To understand well what a counsellor means, Onyango says, this is someone who can be termed as a friend, a guide, parent, teacher and a helper.

From this, he says, it’s clear that a counsellor should not at any point be referred to as a ‘disciplinarian’.

Also, Onyango points out, counsellors should spend as much time with students as possible.

He explains that this is because counsellors guide students and in doing so, the time spent with them becomes more necessary than anything else.

Another important element, the head teacher adds, is that for counselling and guiding to ensue effectively, there must be understanding and trust, among other things.

Teachers weigh in on the importance of counselling

Diana Nawatti, a counsellor and head teacher at Mother Mary Complex School, is of the view that counselling should be there to bridge the gap between students and the people meant to assist them.

When counselling them, she says, students realise that there is someone they can count on, which encourages openness.

She says that to be able to guide and counsel any student is a sign of concern.

“Whenever students are guided, they feel cared for, thus, they can open up about challenges and issues affecting them; which will become easy for the counsellor to provide the necessary help needed at the right time,” she says.

Nawatti believes that when this happens, it impacts students positively.

She gives an example of the many cases of depression affecting young people, due to different things going on in their lives.

Sadly, she says, these young people don’t understand where the depression is coming from, but when they are counselled, they get to understand, therefore, helping them go through everything becomes easier.

“When this is done, they understand their strength and weakness, thus learn how to overcome everything,” she adds.

John Nzayisenga, Director of Kigali Harvest School, Kigali, says when students are well guided, their level of performance also improves.

In addition to this, he says, anybody fairly knowledgeable about young people, and not necessarily a well-trained person, can act as a counsellor, especially those who are close to them.

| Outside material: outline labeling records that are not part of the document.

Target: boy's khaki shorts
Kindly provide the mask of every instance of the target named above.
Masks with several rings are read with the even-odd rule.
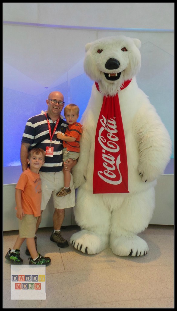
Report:
[[[34,215],[25,214],[21,220],[19,220],[20,238],[34,237],[38,218],[38,217],[35,217]]]
[[[64,175],[62,171],[56,172],[39,172],[41,179],[42,202],[41,211],[45,210],[51,195],[54,207],[58,209],[72,207],[75,205],[75,189],[74,188],[73,176],[71,174],[69,187],[71,192],[63,197],[57,197],[56,193],[64,187]]]
[[[67,148],[63,148],[63,160],[65,162],[69,159],[72,159],[73,160],[76,160],[79,157],[79,152],[75,152],[74,151],[67,151]]]

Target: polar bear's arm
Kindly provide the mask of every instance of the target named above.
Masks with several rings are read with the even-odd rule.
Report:
[[[139,155],[138,168],[143,181],[152,181],[162,174],[169,161],[171,142],[154,107],[140,108],[134,123]]]

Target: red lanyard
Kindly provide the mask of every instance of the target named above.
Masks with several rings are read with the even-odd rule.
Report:
[[[53,130],[53,134],[52,134],[52,135],[51,135],[51,125],[50,125],[50,123],[49,120],[47,119],[47,114],[46,114],[46,112],[45,112],[45,115],[46,117],[46,118],[47,120],[47,123],[48,123],[48,128],[49,128],[49,135],[50,135],[50,137],[51,138],[51,144],[53,137],[53,136],[54,135],[54,133],[55,133],[55,130],[56,128],[57,128],[57,125],[58,125],[58,123],[59,122],[59,120],[60,120],[60,117],[59,117],[59,118],[58,118],[58,119],[57,119],[57,121],[56,121],[56,124],[55,125],[55,127],[54,128],[54,130]]]

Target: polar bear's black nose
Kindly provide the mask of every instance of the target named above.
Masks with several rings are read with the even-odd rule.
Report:
[[[120,63],[116,58],[109,58],[105,64],[106,69],[117,69],[120,65]]]

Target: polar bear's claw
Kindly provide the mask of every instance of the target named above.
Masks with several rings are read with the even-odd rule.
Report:
[[[108,246],[108,235],[100,236],[86,230],[74,233],[70,239],[70,243],[74,248],[89,255],[102,251]]]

“However, I believe that having a skilled and experienced counsellor will work wonders for any child as far as their wellbeing is concerned,” Nzayisenga says.

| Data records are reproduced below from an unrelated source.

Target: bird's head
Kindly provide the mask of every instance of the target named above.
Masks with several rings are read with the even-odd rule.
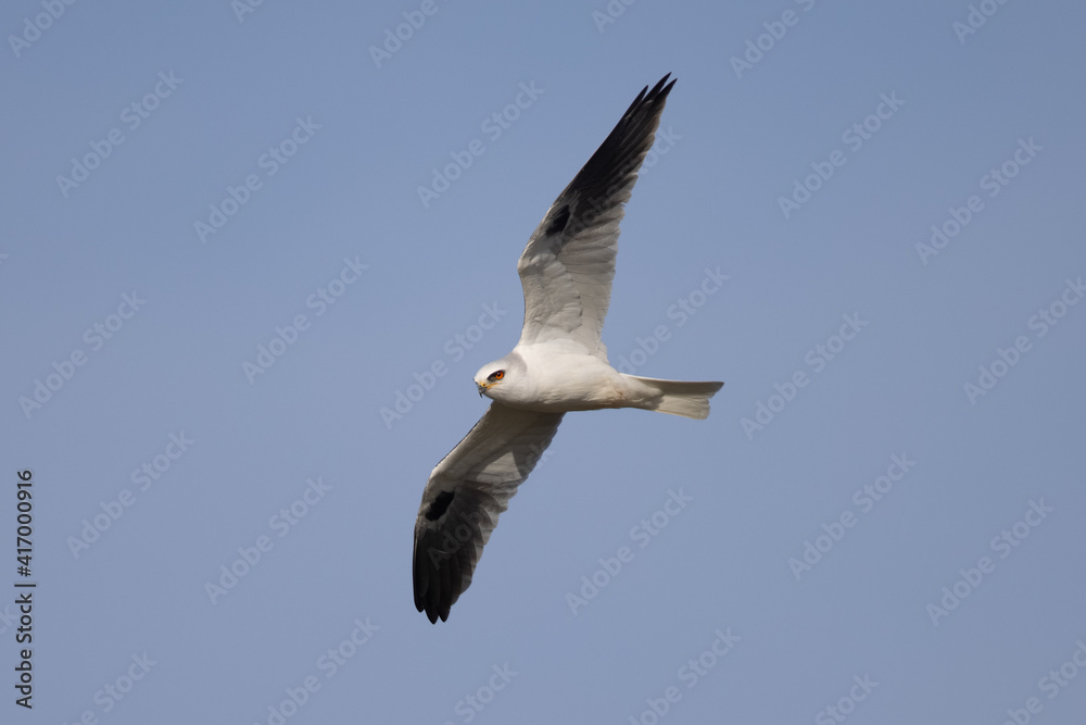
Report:
[[[525,362],[516,352],[483,365],[475,375],[479,395],[491,400],[509,399],[522,382],[519,378],[523,371]]]

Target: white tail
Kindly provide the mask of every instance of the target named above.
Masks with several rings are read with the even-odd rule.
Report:
[[[655,377],[622,375],[641,389],[644,398],[637,408],[671,415],[682,415],[698,421],[709,416],[709,398],[723,387],[723,383],[694,383],[690,380],[660,380]]]

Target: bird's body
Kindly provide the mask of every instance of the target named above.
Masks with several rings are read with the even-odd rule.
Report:
[[[669,74],[670,75],[670,74]],[[494,402],[430,473],[415,523],[415,607],[445,620],[468,588],[509,499],[551,445],[563,415],[640,408],[692,418],[709,414],[722,383],[620,373],[601,340],[615,276],[619,222],[652,147],[674,80],[646,87],[525,247],[520,341],[476,373]]]

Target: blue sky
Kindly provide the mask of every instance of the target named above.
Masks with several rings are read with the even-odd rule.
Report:
[[[2,720],[1077,722],[1084,20],[7,4]],[[431,626],[516,260],[667,72],[604,341],[725,386],[567,416]]]

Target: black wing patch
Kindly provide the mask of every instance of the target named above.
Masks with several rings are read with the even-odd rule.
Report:
[[[551,224],[547,225],[545,233],[546,236],[551,237],[556,234],[561,234],[561,232],[566,228],[566,224],[568,223],[569,223],[569,204],[563,204],[563,208],[558,210],[557,214],[555,214],[554,220],[552,220]]]
[[[426,520],[438,521],[445,515],[445,511],[449,510],[449,504],[453,502],[454,498],[456,498],[454,491],[441,491],[438,493],[438,498],[433,499],[433,503],[426,510]]]

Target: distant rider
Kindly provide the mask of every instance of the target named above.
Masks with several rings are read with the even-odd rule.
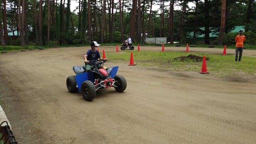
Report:
[[[130,38],[130,36],[127,36],[127,37],[128,38],[128,39],[127,39],[127,42],[126,43],[126,47],[129,46],[129,45],[128,45],[128,43],[129,43],[129,44],[130,44],[132,43],[132,39]]]
[[[97,47],[100,46],[100,44],[99,44],[95,41],[94,41],[91,43],[91,49],[89,50],[86,52],[86,54],[85,55],[84,58],[85,60],[85,62],[86,64],[87,64],[89,63],[89,60],[97,60],[98,58],[100,60],[108,60],[107,59],[103,59],[101,58],[99,52],[98,50],[96,50],[96,48]],[[92,68],[94,65],[91,64],[87,64],[85,65],[85,69],[86,71],[89,70],[90,70]]]

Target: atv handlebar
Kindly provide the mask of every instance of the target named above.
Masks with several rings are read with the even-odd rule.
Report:
[[[96,60],[87,60],[89,61],[88,63],[85,63],[85,62],[84,62],[85,64],[102,64],[103,63],[106,62],[107,60],[105,59],[103,59],[102,60],[99,60],[97,59]]]

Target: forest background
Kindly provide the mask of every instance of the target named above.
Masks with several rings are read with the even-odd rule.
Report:
[[[234,45],[238,33],[230,32],[237,26],[245,26],[246,42],[256,43],[254,0],[73,1],[78,6],[71,12],[70,0],[0,0],[0,45],[120,43],[128,35],[136,43],[166,37],[171,43],[196,44],[202,34],[204,44]],[[156,5],[159,8],[153,10]],[[177,5],[180,9],[175,9]],[[210,41],[210,33],[217,39]]]

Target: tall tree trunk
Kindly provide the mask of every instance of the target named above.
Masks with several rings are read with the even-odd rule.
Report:
[[[106,17],[106,12],[105,12],[106,11],[106,0],[103,0],[103,9],[102,11],[101,14],[102,14],[102,20],[101,20],[101,43],[102,43],[104,42],[104,22],[105,22],[105,18]]]
[[[3,0],[4,2],[4,11],[3,11],[3,22],[4,23],[4,40],[5,44],[9,44],[9,39],[8,36],[8,31],[7,31],[7,18],[6,18],[6,1]],[[1,29],[1,31],[2,29]]]
[[[48,0],[48,26],[47,28],[47,45],[50,45],[50,0]]]
[[[1,1],[1,0],[0,0]],[[15,8],[15,6],[14,6],[14,7]],[[12,11],[12,11],[15,9],[13,9],[12,8],[12,5],[11,4],[11,10]],[[16,13],[16,10],[15,10],[15,14]],[[13,15],[13,12],[12,12],[11,14],[11,17],[12,17],[12,38],[13,38],[14,39],[16,39],[16,37],[14,35],[14,31],[15,31],[15,30],[14,28],[14,16]]]
[[[134,41],[135,37],[135,24],[136,23],[136,11],[137,11],[137,0],[133,1],[132,14],[131,14],[130,30],[130,37],[132,41]]]
[[[150,0],[150,11],[149,11],[149,17],[148,21],[148,36],[150,36],[150,22],[152,18],[151,17],[151,13],[152,12],[152,5],[153,5],[153,0]]]
[[[37,30],[37,8],[36,8],[36,0],[34,0],[34,23],[35,23],[35,27],[34,31],[34,32],[36,37],[35,41],[35,43],[36,45],[38,44],[38,30]]]
[[[66,15],[65,19],[65,32],[68,33],[69,32],[69,23],[70,22],[70,0],[68,0],[68,4],[67,4],[66,9]]]
[[[170,1],[170,11],[168,23],[168,39],[171,43],[174,42],[174,9],[175,0],[172,0]]]
[[[71,23],[72,24],[72,33],[73,34],[75,34],[75,26],[74,24],[74,21],[73,21],[73,18],[72,18],[72,15],[70,13],[70,20],[71,20]]]
[[[39,44],[40,46],[43,45],[43,41],[42,40],[42,10],[43,2],[42,0],[39,1],[39,19],[38,21],[39,26]]]
[[[54,9],[55,7],[55,1],[53,0],[53,9],[52,11],[51,11],[51,14],[52,20],[52,26],[56,27],[56,23],[55,22],[55,18],[54,18]]]
[[[24,0],[22,0],[22,2]],[[20,0],[18,0],[18,7],[19,9],[19,23],[20,25],[20,39],[21,39],[21,46],[22,47],[24,46],[25,42],[24,38],[24,19],[23,17],[21,16],[21,1]],[[23,11],[22,11],[22,15],[23,14]],[[22,19],[21,20],[21,19]]]
[[[91,41],[91,1],[88,0],[88,41],[89,42]]]
[[[204,44],[210,44],[209,9],[210,5],[208,0],[204,0]]]
[[[22,18],[24,18],[24,42],[28,41],[28,25],[27,22],[27,1],[24,0],[23,6],[22,7],[22,15],[24,16]],[[23,15],[24,12],[24,15]]]
[[[1,8],[0,7],[0,10],[1,10]],[[1,14],[1,12],[0,12]],[[3,27],[2,25],[2,21],[0,20],[0,45],[1,46],[6,46],[5,42],[4,41],[4,33],[3,33]]]
[[[55,14],[55,18],[56,20],[56,36],[57,39],[59,42],[60,40],[60,17],[59,14],[59,11],[58,10],[58,0],[56,0],[56,3],[55,4],[55,6],[56,6],[55,10],[56,11],[54,12],[54,13]]]
[[[223,43],[224,31],[226,24],[226,0],[222,1],[222,13],[220,21],[220,29],[219,34],[218,44],[222,45]]]
[[[50,14],[52,16],[52,26],[56,26],[56,23],[55,23],[55,20],[54,19],[54,7],[55,6],[54,5],[54,1],[55,1],[54,0],[53,0],[53,6],[52,10],[52,7],[50,6]]]
[[[137,42],[139,43],[141,41],[141,31],[140,28],[141,26],[141,18],[140,0],[138,0],[138,10],[137,10]]]
[[[60,38],[59,44],[60,45],[62,45],[63,37],[63,6],[62,4],[62,0],[60,0],[59,9],[59,29]]]
[[[2,2],[0,0],[0,4],[1,4]],[[2,15],[2,7],[0,6],[0,16]],[[0,45],[5,46],[5,42],[4,41],[4,33],[3,32],[3,26],[2,24],[2,19],[1,18],[1,17],[0,16]]]
[[[143,7],[142,7],[142,43],[144,43],[144,41],[145,40],[146,38],[146,31],[145,31],[145,15],[144,15],[144,11],[145,10],[145,0],[143,0]]]
[[[195,12],[196,12],[196,15],[195,15],[195,18],[197,18],[198,17],[197,12],[198,11],[198,0],[197,0],[196,1],[196,8],[195,9]],[[197,21],[196,22],[196,26],[197,25],[197,23],[198,22]],[[196,30],[194,30],[193,32],[193,38],[194,39],[194,44],[196,44]]]
[[[252,0],[249,0],[248,2],[248,8],[247,8],[247,16],[246,19],[246,23],[248,23],[250,22],[250,18],[251,17],[251,6],[252,2]],[[248,30],[245,30],[245,31],[247,31]]]
[[[17,30],[16,30],[17,31],[17,38],[20,38],[20,23],[19,23],[19,11],[18,7],[17,6],[16,7],[16,14],[15,14],[15,18],[16,20],[16,26],[17,27]]]
[[[113,43],[113,26],[114,25],[114,0],[110,1],[110,6],[109,7],[109,20],[110,31],[110,42]]]
[[[120,13],[120,31],[121,32],[121,41],[123,42],[124,40],[123,35],[123,11],[121,7],[121,1],[119,0],[119,11]]]

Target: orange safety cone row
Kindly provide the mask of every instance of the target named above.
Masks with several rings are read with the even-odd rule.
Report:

What to put into consideration

Onyango says that when you look at education, people often pay more attention to the formal side than the social aspect, yet the latter is practically one’s life.

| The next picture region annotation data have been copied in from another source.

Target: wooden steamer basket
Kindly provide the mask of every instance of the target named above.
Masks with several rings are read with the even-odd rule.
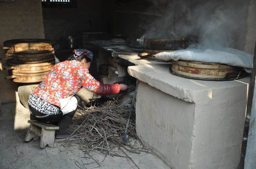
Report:
[[[49,40],[12,39],[4,44],[10,75],[6,79],[23,83],[39,82],[55,63],[54,49]]]
[[[173,74],[193,79],[225,81],[238,79],[244,77],[243,69],[224,64],[213,63],[172,60],[170,71]]]

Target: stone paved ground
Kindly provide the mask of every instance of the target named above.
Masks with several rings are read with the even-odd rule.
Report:
[[[92,154],[100,166],[85,156],[77,144],[67,146],[55,140],[53,148],[39,147],[40,139],[24,141],[29,126],[29,112],[17,103],[2,105],[0,116],[0,168],[137,168],[129,158],[96,153]],[[169,168],[153,155],[125,151],[140,168]]]

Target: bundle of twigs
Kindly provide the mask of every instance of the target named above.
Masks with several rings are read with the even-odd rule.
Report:
[[[106,155],[129,158],[119,148],[123,147],[131,152],[139,154],[148,152],[137,137],[135,130],[135,112],[132,110],[127,134],[129,142],[122,140],[124,134],[130,108],[118,100],[108,101],[98,107],[91,106],[81,109],[81,115],[75,118],[73,127],[75,133],[61,141],[75,142],[81,149],[89,154],[93,151]],[[125,153],[124,153],[125,154]]]

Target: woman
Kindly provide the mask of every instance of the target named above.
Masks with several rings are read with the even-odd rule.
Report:
[[[86,49],[74,51],[68,60],[55,65],[29,95],[30,118],[50,123],[58,123],[57,138],[67,138],[74,131],[69,127],[79,99],[74,96],[83,87],[100,95],[125,90],[124,84],[104,84],[89,73],[92,53]]]

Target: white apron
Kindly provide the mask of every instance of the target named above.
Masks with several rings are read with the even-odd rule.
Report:
[[[64,99],[59,98],[50,95],[39,88],[38,88],[40,89],[40,91],[38,93],[38,95],[40,95],[40,96],[38,97],[38,101],[41,99],[41,97],[44,93],[57,99],[60,103],[60,110],[63,115],[74,111],[76,109],[77,106],[77,100],[76,97],[74,97],[74,95]]]

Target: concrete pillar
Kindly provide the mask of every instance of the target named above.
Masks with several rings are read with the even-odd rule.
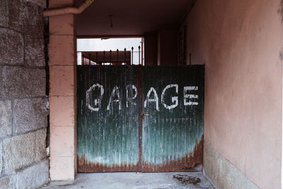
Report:
[[[73,0],[50,0],[50,8]],[[76,173],[76,38],[74,15],[50,18],[50,178],[74,180]]]

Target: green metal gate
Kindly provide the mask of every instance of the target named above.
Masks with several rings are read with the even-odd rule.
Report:
[[[203,159],[203,65],[78,66],[79,172],[185,171]]]

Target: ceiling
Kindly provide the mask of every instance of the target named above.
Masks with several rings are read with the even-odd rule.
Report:
[[[79,6],[83,0],[76,0]],[[76,16],[77,36],[141,36],[180,25],[195,0],[96,0]],[[112,27],[109,15],[112,15]]]

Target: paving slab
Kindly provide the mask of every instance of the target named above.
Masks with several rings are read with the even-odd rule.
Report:
[[[74,181],[51,182],[42,189],[214,188],[202,172],[79,173]]]

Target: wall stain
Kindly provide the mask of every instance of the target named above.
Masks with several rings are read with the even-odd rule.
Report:
[[[280,1],[278,13],[281,15],[281,21],[283,23],[283,0]]]

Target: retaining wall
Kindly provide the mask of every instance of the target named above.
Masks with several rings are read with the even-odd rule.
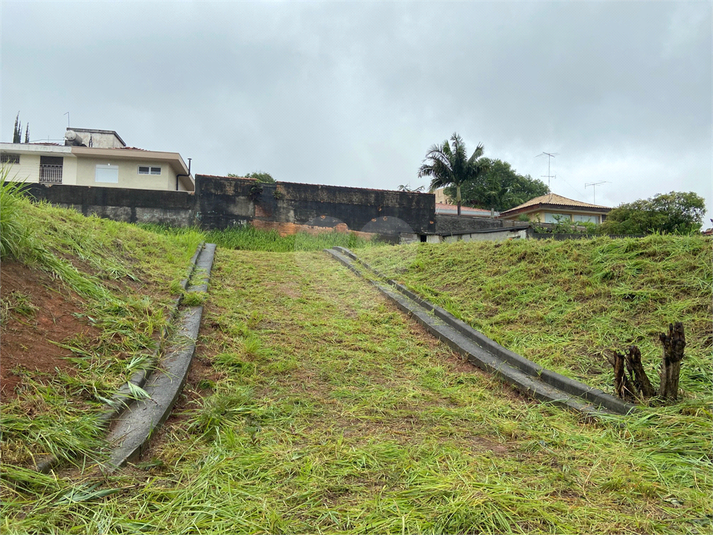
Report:
[[[252,224],[282,234],[324,229],[411,238],[436,230],[435,196],[427,193],[291,182],[258,184],[207,175],[196,176],[195,194],[44,184],[30,185],[29,193],[85,215],[129,223],[195,224],[204,229]]]

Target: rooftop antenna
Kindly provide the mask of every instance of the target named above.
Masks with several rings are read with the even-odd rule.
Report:
[[[589,186],[592,186],[592,195],[594,196],[594,200],[592,201],[594,204],[597,204],[597,186],[600,184],[609,184],[610,182],[608,180],[602,180],[601,182],[590,182],[589,184],[585,184],[584,187],[588,188]]]
[[[557,156],[557,154],[558,154],[557,152],[543,152],[542,154],[538,154],[537,156],[535,156],[535,158],[537,158],[538,156],[545,156],[545,155],[548,157],[547,158],[547,174],[542,175],[542,178],[547,179],[547,189],[550,189],[550,179],[557,178],[556,176],[553,176],[550,173],[550,164],[552,163],[552,158],[555,158]]]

For instance, when one is at home there is a course for that, the same applies to when they are in church and school, and so education is everywhere.

To understand this better, he points out that education should be defined as socialising with young people to help them learn how to do things, and, support them to think about what they learn. Therefore, counselling becomes a fundamental aspect.

A psychologist, Omer Mayobere, working with Caring for Impact Ministries (CIM), notes that student counselling can help some of them cope with issues like depression.

He explains that the counsellor can teach students necessary aids to cope with depression and anxiety-related issues in a better way.

Furthermore, Omer notes that when this is done, it’s important to include parents and students for effective results.

He says it’s also important to encourage students to participate in extracurricular activities, adding that they can only make it if they are well-guided.

The psychologist says in the case of students with learning disabilities, apart from the additional support they need, a counsellor should be available.

When is the right time for counselling?

Onyango believes that counselling of students should start as early as possible. This, he says, begins by counselling the parents.

This is where the therapy of any child begins, because in the long run, the aim is to raise children who are mentally and physically strong.

“Parents should keep in mind that counselling done at school is the continuation of what was established in the child earlier,” he says.

Nawatti thinks that counselling should start at any age, however, when there is behaviour, attitude or academic performance change, counselling is mandatory.